派遣社員として働き始め、両親を扶養に入れる手続きを求められた場合、扶養に入れることで得られるメリットとデメリットを理解した上で判断することが重要です。特に、両親が障害者であり、すでに税制優遇や公的支援を受けている場合、扶養に入れることで思わぬ影響が出ることがあります。本記事では、扶養に入れるべきかどうかを判断するポイントと手続きについて詳しく解説します。
扶養に入れることで得られるメリット
親を扶養に入れることで、税金や社会保険において以下のようなメリットがあります。
1. 所得税・住民税の控除を受けられる
扶養親族として認定されると、所得税や住民税の軽減が期待できます。
- 一般の扶養控除: 年間38万円の所得控除
- 特定扶養親族(70歳以上): 年間48万円の所得控除
- 障害者控除(特別障害者): 年間40万円の追加控除
例えば、両親ともに特別障害者に該当する場合、1人あたり88万円(48万円+40万円)の控除が受けられる可能性があります。
2. 社会保険の扶養に入れれば保険料負担がなくなる
健康保険の扶養に入れれば、親の健康保険料の負担がなくなり、保険料を支払う必要がなくなるため、経済的なメリットがあります。
健康保険の扶養条件:
- 収入が130万円未満(年金やその他収入の合計)
- 同居している(別居の場合は仕送りが必要)
扶養に入れることでのデメリット
一方で、親を扶養に入れることで影響が出る可能性のある点についても確認しておきましょう。
1. 介護保険料が増加する可能性
親が扶養に入ることで、国民健康保険から勤務先の健康保険に移行すると、介護保険の負担額が変わる場合があります。

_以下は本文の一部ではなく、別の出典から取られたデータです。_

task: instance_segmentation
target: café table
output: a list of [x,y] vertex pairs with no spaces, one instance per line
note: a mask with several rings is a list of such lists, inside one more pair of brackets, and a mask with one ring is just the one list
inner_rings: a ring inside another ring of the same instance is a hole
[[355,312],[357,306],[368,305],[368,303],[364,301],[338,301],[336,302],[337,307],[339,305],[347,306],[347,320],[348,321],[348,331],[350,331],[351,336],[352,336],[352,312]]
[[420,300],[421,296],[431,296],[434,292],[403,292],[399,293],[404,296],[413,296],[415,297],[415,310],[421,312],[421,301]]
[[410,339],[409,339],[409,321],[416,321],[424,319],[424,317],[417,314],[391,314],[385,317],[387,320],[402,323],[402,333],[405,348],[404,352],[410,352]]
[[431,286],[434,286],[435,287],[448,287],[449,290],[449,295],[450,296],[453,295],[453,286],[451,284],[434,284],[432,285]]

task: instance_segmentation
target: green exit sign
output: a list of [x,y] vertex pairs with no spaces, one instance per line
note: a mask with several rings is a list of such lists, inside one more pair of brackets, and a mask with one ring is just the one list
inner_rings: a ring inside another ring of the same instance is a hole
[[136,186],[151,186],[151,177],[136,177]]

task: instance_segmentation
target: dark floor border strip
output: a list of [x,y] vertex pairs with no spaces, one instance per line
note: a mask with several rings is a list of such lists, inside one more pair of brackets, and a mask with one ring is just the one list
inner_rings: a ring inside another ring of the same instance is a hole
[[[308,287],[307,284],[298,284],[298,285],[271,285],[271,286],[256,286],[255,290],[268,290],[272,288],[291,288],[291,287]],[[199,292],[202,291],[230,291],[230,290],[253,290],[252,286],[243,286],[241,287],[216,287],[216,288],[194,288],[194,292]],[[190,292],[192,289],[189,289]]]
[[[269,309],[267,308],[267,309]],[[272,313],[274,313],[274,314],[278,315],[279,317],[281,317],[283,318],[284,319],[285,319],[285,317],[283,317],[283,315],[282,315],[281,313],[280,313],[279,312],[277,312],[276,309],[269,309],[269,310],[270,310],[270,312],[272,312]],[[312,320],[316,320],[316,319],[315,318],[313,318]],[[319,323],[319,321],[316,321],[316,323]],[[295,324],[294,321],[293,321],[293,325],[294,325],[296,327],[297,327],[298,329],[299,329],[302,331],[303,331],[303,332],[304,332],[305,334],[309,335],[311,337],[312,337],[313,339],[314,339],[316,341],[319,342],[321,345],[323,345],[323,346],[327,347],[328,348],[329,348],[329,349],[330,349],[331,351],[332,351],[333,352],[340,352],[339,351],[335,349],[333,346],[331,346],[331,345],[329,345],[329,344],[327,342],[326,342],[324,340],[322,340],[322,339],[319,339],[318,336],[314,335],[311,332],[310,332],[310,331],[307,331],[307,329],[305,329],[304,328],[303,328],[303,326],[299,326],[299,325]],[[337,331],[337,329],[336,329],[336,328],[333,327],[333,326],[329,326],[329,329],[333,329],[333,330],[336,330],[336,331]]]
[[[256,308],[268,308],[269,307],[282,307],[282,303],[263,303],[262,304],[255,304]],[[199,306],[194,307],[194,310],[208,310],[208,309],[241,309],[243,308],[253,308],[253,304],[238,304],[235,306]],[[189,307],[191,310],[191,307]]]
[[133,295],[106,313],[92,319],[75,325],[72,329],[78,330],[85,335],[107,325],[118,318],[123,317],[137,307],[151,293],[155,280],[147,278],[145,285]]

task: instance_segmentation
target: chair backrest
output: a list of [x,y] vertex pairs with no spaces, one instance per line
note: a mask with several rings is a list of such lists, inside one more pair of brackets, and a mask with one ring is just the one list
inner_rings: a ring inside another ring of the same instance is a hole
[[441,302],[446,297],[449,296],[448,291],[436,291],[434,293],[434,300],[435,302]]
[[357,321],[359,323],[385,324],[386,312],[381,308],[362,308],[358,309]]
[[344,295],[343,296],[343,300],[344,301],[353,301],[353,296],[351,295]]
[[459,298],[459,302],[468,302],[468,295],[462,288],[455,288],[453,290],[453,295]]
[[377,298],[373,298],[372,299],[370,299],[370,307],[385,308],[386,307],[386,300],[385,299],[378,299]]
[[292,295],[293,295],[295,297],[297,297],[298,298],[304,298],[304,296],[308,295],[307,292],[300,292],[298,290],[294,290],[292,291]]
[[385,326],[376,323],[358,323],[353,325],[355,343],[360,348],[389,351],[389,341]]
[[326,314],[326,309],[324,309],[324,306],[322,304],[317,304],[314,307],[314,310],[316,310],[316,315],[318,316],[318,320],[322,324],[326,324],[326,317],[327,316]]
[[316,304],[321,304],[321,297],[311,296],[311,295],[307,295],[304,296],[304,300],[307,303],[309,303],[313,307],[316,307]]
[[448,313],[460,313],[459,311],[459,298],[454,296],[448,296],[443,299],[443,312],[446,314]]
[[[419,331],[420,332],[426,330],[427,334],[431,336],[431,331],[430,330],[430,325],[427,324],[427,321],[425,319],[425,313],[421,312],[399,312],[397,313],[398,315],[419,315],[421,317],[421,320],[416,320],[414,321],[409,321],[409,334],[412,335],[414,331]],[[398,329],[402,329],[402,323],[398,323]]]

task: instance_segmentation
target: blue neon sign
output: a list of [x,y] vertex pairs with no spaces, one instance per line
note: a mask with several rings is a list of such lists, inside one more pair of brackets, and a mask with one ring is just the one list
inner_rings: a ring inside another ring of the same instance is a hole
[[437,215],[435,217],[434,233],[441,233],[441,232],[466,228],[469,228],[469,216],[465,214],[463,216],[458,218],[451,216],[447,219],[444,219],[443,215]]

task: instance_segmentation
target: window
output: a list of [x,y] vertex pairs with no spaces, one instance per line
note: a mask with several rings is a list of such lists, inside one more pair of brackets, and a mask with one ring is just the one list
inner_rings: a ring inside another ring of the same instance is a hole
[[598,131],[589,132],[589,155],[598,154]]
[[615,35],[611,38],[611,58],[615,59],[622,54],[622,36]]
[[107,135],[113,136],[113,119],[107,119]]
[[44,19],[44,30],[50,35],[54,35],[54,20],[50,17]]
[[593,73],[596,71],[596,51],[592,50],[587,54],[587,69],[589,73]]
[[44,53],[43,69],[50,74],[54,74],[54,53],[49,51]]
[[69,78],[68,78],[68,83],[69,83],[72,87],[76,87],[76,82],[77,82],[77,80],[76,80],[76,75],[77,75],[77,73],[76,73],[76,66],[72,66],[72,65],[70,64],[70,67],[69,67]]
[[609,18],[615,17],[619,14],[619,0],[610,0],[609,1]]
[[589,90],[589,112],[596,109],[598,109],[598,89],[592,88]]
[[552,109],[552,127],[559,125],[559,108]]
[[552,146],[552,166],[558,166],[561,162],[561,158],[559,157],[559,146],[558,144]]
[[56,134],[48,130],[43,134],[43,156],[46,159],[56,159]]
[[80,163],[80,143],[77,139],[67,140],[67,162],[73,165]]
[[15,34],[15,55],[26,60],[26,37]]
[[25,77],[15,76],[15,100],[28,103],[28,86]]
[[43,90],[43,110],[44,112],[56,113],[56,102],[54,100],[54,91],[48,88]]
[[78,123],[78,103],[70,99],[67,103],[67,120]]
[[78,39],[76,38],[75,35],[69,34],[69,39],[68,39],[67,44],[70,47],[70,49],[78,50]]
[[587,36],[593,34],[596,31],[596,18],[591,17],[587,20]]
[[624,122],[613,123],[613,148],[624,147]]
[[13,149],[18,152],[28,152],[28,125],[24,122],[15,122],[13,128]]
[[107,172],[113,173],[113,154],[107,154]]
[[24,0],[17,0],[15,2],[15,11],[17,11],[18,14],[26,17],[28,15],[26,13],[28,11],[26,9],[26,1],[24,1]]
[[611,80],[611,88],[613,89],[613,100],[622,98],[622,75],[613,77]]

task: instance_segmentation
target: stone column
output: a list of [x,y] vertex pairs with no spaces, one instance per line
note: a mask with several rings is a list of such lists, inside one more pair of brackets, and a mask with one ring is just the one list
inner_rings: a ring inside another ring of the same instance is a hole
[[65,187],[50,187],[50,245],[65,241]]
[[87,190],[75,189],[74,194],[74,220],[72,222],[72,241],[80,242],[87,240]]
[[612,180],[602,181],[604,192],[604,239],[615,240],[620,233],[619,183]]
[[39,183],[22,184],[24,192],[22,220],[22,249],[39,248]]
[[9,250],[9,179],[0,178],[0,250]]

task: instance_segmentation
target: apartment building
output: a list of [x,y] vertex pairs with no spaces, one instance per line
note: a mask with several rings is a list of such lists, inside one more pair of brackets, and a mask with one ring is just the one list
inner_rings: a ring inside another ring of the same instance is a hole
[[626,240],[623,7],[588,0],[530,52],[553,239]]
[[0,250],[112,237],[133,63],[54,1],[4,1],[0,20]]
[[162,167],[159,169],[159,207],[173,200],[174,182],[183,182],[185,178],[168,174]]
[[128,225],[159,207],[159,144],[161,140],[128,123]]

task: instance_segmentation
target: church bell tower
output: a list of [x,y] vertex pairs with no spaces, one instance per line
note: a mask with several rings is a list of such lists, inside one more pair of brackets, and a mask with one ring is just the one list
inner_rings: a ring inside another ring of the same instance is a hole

- 国民健康保険では所得に応じた負担だが、会社の健康保険に入ると定額負担になることが多い
- これにより介護保険料が増額する可能性がある
特に、親がデイサービスやヘルパーを頻繁に利用している場合、介護保険の負担額が変わることを確認しておく必要があります。
2. 診療費の負担が増える可能性
親が国民健康保険の低所得者向け減免を受けている場合、健康保険の扶養に入ることで負担が増えることがあります。
- 国民健康保険では所得が低い場合、医療費の自己負担割合が減免されることがある
- 会社の健康保険に入ると、自己負担が3割になる可能性がある
これにより、通院や入院の医療費が増加する可能性があるため、現状と比較することが大切です。
扶養に入れる手続きの流れ
両親を扶養に入れる場合、以下の手続きが必要になります。
1. 扶養控除の申請(税務上の扶養)
派遣会社に「扶養控除等申告書」を提出し、親の収入を記載して申請します。
- 必要書類:親の収入証明(年金額証明書など)
- 申請先:派遣会社の給与担当者
2. 健康保険の扶養申請
健康保険の扶養に入れる場合、勤務先の健康保険組合へ申請します。
- 必要書類:戸籍謄本、収入証明書(年金額証明書)、住民票
- 申請先:派遣会社の社会保険担当者
3. 介護保険の影響を確認
市区町村の窓口で、扶養に入れた場合の介護保険料の変更について確認しておくとよいでしょう。
扶養に入れるべきかどうかの判断基準
両親を扶養に入れるかどうかは、以下のポイントを基準に判断するとよいでしょう。
扶養に入れたほうがよい場合
- 親の健康保険料の負担を軽減したい
- 所得税の控除を最大限活用したい
- 親の医療費の負担が扶養に入れることで増えない
扶養に入れないほうがよい場合
- 親の介護保険料が増える可能性がある
- 親が国民健康保険の減免措置を受けている
- 医療費の自己負担額が扶養に入れることで上がる可能性がある
まとめ
親を扶養に入れることには税金・健康保険料のメリットがある一方で、医療費・介護保険料の負担が増えるリスクもあります。
- 税制上の扶養控除は大きな節税効果がある
- 健康保険の扶養に入れると保険料負担がなくなる
- ただし、介護保険料や医療費の自己負担が増える可能性がある
- 現状の医療費負担や介護サービス利用状況を考慮して判断
最終的には、現在の支出状況を整理し、扶養に入れた場合と入れなかった場合のシミュレーションを行うことが重要です。不明点があれば、派遣会社の担当者や税理士、健康保険組合、市区町村の福祉課に相談してみるのもよいでしょう。